3 December 2013 Magdalena Tulli for Dwutygodnik: “I don’t fling characters around”
“I don’t fling characters around. I try to save them as far as possible. I can’t save them entirely. But I would like their suffering not to go to waste,” says Magdalena Tulli to Agnieszka Sowińska in the Dwutygodnik.pl portal. We would like to remind you that the writer was a guest of last year’s edition of the Conrad Festival.
Agnieszka Sowińska: Books don’t change the world?
Magdalena Tulli: I am tempted to say that they do. Literature is a place where people try to establish the image of what happened to them. There comes a time when a new type of book starts to appear. But we don’t know what comes first. Do books change the world or does the world change books? I’d say the latter. Books are important not because they change something, but because they show something, something we haven’t seen before. They show, for instance, what other people feel. Some of them teach us how to deal with something we’ve seen, but would prefer not to have seen. Then we read them with goosebumps.
Agnieszka Sowińska: Writers must be the most difficult readers, aren’t they?

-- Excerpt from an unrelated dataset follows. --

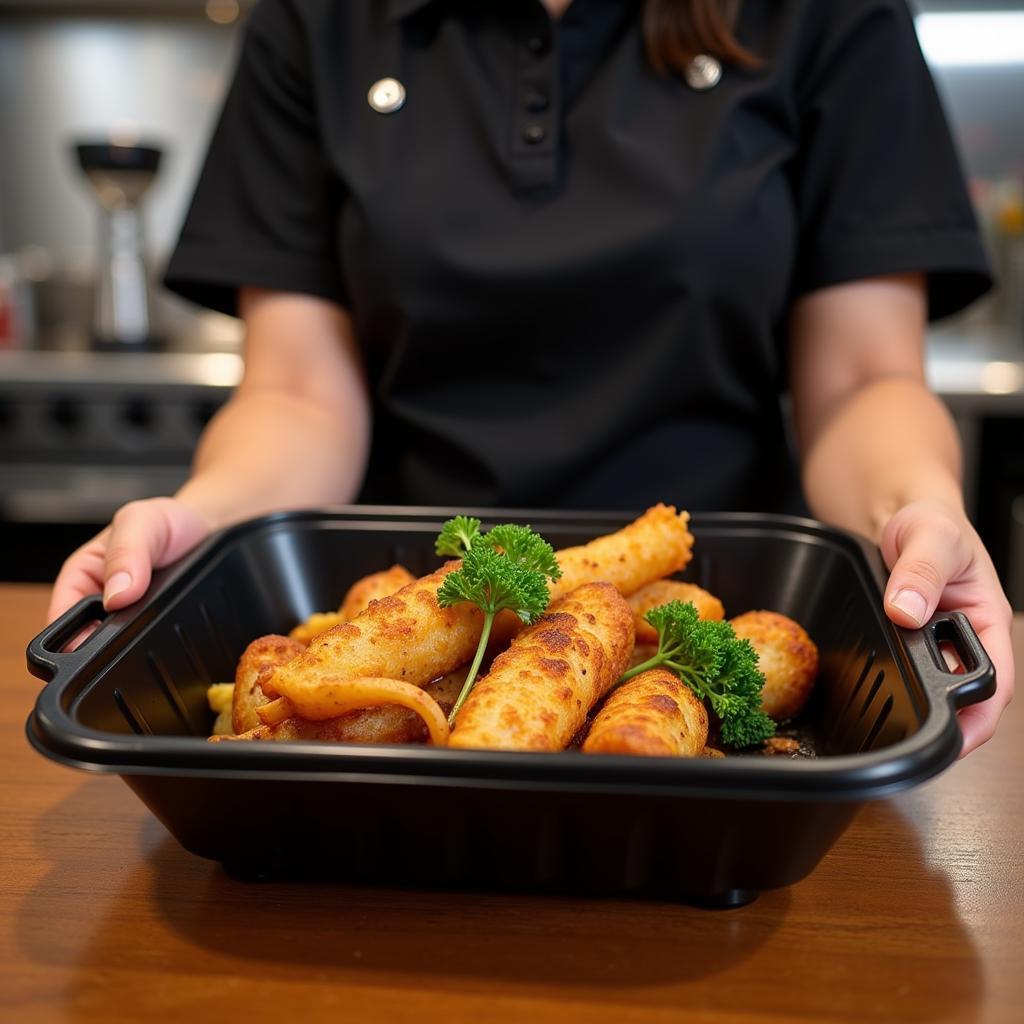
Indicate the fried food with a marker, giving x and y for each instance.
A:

Magdalena Tulli: The best music listeners are other composers, and the best readers – other writers. These people see how the thing is made. If it’s made well, they derive more pleasure from it than non-composers and non-writers. They know all the tricks, so when they see a new trick, they are really impressed. They hear the harmony, they know why it sounds the way it sounds, they don’t need it to be catchy. What else can one wish for? On the other hand, writers and composers are a fraction of a percent among other people. How many books can they buy? How many tickets to concerts? That much less, since they usually receive them. Tryby was the best of my books. But sales statistics show that only writers have read it. And maybe some composer.